The Fed’s action has also drawn global opposition. China, Russia, Brazil, Germany and the U.K. all believe that it will seriously weaken the dollar, possibly forcing other countries to devalue their own currencies and impose more trade restrictions against the U.S. Brazil and other emerging economies also fear that by loosening credit, the Fed could cause new destabilizing asset bubbles abroad.
If inflationary fears continue to rise and Treasury prices drop, big foreign holders of U.S. sovereign debt–the Chinese and the Japanese together own $1.7 trillion of it–could hold back on purchases or even pare back holdings. China has already indicated as much. This would be a giant backfire for the Fed.
Any selling or reduced buying of Treasurys either by other countries or by U.S. buyers would put upward pressure on interest rates. It would also lead to increased selling of the dollar. In this scenario the Fed would be forced to buy back large amounts of dollars–in effect printing even more money. Where this spiral would stop nobody knows.

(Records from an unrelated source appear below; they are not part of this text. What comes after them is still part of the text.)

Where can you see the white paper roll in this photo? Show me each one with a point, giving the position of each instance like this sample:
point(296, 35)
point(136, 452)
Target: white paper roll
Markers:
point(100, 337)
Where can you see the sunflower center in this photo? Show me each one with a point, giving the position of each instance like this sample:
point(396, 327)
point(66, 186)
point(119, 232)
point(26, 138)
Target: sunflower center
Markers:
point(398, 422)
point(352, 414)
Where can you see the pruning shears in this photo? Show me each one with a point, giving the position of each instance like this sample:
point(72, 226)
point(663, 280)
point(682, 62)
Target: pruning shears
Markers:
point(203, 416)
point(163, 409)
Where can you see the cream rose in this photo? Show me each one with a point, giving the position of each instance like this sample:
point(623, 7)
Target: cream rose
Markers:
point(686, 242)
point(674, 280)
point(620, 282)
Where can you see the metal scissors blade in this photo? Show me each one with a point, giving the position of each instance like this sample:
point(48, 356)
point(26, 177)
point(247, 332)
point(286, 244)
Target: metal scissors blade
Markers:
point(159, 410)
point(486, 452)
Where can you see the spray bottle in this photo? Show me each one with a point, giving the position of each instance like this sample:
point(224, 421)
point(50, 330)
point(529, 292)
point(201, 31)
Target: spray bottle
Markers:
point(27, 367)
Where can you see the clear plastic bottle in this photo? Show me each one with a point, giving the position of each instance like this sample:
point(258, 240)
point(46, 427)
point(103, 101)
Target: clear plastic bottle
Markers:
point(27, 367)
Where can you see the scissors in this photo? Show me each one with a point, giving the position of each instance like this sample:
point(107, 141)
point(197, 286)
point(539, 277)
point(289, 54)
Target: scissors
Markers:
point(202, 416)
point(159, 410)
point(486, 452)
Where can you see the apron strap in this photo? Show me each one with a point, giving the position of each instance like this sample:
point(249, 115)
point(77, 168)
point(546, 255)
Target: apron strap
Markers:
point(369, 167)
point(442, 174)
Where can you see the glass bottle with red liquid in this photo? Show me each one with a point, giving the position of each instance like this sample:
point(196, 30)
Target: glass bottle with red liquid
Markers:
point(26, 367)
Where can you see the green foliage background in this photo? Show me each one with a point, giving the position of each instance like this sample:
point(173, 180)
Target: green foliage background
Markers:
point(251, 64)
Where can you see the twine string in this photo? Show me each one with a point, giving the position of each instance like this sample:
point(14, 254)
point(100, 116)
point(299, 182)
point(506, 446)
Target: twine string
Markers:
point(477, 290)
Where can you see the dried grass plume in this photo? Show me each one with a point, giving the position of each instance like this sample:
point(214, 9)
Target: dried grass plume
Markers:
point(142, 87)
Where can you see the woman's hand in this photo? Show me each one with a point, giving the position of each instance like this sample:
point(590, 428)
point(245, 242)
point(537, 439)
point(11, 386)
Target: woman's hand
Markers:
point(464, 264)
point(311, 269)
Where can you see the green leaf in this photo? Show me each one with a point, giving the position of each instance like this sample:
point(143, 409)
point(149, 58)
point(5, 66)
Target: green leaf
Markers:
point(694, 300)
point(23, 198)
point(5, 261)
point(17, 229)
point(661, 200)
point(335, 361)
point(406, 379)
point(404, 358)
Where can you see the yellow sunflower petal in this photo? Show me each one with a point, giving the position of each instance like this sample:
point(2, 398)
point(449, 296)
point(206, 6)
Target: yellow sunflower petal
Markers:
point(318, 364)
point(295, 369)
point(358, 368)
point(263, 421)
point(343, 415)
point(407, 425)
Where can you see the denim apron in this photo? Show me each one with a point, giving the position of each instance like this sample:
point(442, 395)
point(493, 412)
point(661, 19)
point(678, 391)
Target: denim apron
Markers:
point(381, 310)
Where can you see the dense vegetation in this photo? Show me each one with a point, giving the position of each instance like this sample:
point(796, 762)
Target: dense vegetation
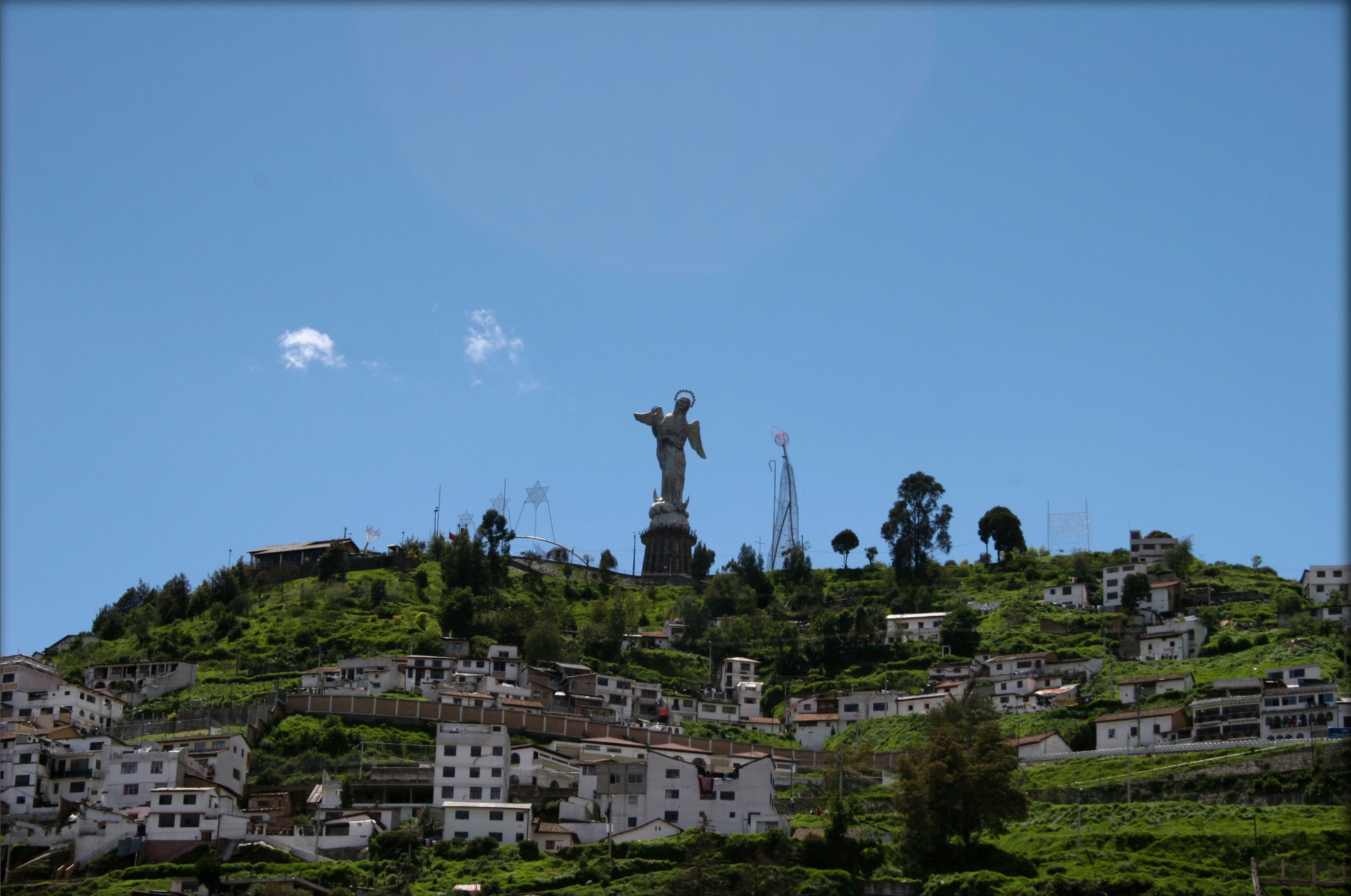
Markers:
point(252, 631)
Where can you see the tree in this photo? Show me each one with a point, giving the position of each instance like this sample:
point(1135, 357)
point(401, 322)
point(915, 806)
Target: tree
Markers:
point(797, 565)
point(333, 562)
point(498, 538)
point(702, 562)
point(918, 526)
point(1004, 528)
point(457, 614)
point(843, 543)
point(607, 567)
point(1178, 557)
point(958, 792)
point(959, 631)
point(207, 870)
point(1135, 591)
point(749, 567)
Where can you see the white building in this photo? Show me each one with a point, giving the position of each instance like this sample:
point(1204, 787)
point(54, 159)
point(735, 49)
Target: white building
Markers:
point(472, 762)
point(1139, 729)
point(1173, 639)
point(193, 814)
point(504, 822)
point(368, 676)
point(1297, 703)
point(1322, 583)
point(31, 691)
point(225, 756)
point(678, 789)
point(1114, 579)
point(134, 774)
point(543, 768)
point(139, 681)
point(912, 626)
point(1072, 595)
point(1131, 690)
point(1150, 550)
point(738, 671)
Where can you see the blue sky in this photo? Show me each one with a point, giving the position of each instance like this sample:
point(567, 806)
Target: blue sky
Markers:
point(1043, 253)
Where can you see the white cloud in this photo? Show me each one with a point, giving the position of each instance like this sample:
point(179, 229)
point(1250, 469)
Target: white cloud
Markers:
point(307, 345)
point(483, 345)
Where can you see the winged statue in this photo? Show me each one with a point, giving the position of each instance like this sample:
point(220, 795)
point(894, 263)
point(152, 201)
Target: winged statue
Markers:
point(672, 432)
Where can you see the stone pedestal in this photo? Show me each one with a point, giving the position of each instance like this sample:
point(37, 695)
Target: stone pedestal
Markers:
point(668, 550)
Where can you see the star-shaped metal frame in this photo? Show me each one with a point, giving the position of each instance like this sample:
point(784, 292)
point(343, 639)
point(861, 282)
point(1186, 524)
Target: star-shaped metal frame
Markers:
point(537, 494)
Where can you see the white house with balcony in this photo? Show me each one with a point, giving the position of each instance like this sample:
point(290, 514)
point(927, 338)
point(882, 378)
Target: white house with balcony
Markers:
point(678, 789)
point(133, 774)
point(472, 762)
point(225, 756)
point(902, 627)
point(368, 676)
point(139, 681)
point(1323, 583)
point(1173, 639)
point(503, 822)
point(1072, 595)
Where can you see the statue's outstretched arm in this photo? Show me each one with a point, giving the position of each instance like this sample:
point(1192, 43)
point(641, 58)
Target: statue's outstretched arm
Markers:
point(695, 441)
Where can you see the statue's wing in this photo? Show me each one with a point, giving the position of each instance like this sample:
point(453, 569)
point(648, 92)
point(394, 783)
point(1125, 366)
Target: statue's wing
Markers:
point(695, 441)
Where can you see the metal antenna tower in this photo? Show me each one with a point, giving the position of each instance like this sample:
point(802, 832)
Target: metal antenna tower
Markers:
point(538, 495)
point(1069, 533)
point(786, 530)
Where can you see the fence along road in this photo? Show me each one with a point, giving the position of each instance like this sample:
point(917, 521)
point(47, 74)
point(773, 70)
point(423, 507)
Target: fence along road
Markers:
point(552, 723)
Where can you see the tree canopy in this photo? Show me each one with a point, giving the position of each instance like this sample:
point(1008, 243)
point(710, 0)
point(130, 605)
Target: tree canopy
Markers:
point(843, 543)
point(1001, 525)
point(918, 526)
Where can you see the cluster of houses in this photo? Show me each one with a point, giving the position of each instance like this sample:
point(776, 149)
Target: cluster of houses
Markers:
point(506, 681)
point(67, 783)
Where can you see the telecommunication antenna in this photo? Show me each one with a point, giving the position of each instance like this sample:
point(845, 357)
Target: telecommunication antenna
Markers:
point(538, 495)
point(501, 503)
point(1069, 533)
point(786, 530)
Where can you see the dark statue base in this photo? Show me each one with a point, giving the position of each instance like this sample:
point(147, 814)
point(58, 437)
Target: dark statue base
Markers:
point(668, 550)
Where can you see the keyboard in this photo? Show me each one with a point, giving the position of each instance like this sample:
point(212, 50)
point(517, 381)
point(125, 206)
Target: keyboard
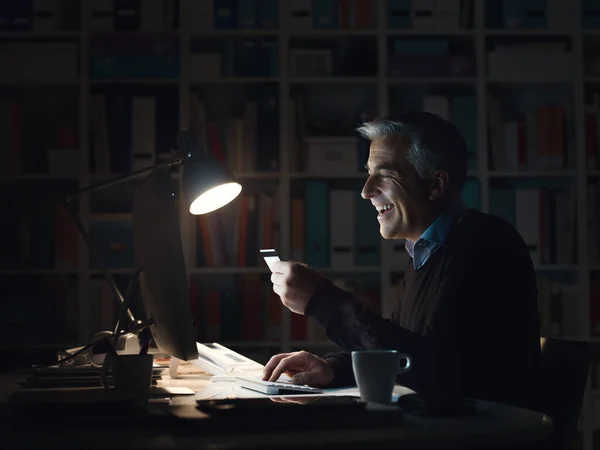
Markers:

Unfortunately Fed Chairman Bernanke has an almost flawless record of poor forecasts and policy decisions since his tenure began in 2006. On Mar. 28, 2007 he said, “The impact on the broader economy and financial markets” of the subprime mortgage meltdown “seems likely to be contained.” He followed this zinger on June 9, 2008, with a declaration that the danger of a “substantial downturn appears to have diminished.” This, of course, was only three months before Lehman Brothers imploded and the economy collapsed.
Stocks and gold have been acting very positively to QE2, indicating that investors sniff inflation in the air. If there is continued pressure on the dollar, stocks are definitely one of the best places to be. The bond market is the place to have been.
Several stocks still look quite attractive in the glow of QE2.
Inflation can be kind to insurers. Chubb Corp. ( CB – news – people ) (CB, 59) is a giant property and casualty firm serving individuals and businesses worldwide. Net premiums inched up 1% in the first nine months of 2010 and look to go higher with either inflation or a healthier economy. Chubb trades at 9 times trailing earnings and 1.1 times book value, and the stock yields 2.5%.
Energy is another inflation play. Marathon Oil ( MRO – news – people ) (MRO, 35) is the fourth-largest U.S.-based integrated oil and gas company. Net production is more than 400 thousand of barrels of oil equivalent per day, with proved reserves of over 1.7 billion barrels. Shares fetch a modest 12 times earnings and yield 2.9%.
Drugs don’t mind inflation, either. Merck & Co. ( MRK – news – people ) (MRK, 37) has over 20 promising compounds in late-stage development. Vorapaxar, designed to treat cardiovascular issues, could generate annual sales north of $1 billion. Merck yields a juicy 4.2% and trades at a modest 11 times trailing earnings.
The widening spread between long-term and short-term rates helps JPMorgan Chase ( JPM – news – people ) (JPM, 40). Earnings for 2010 are expected to be $3.85 per share, up 72% from last year. JPMorgan presents good value at a P/E of 11 on trailing EPS and only 9 times expected 2011 earnings.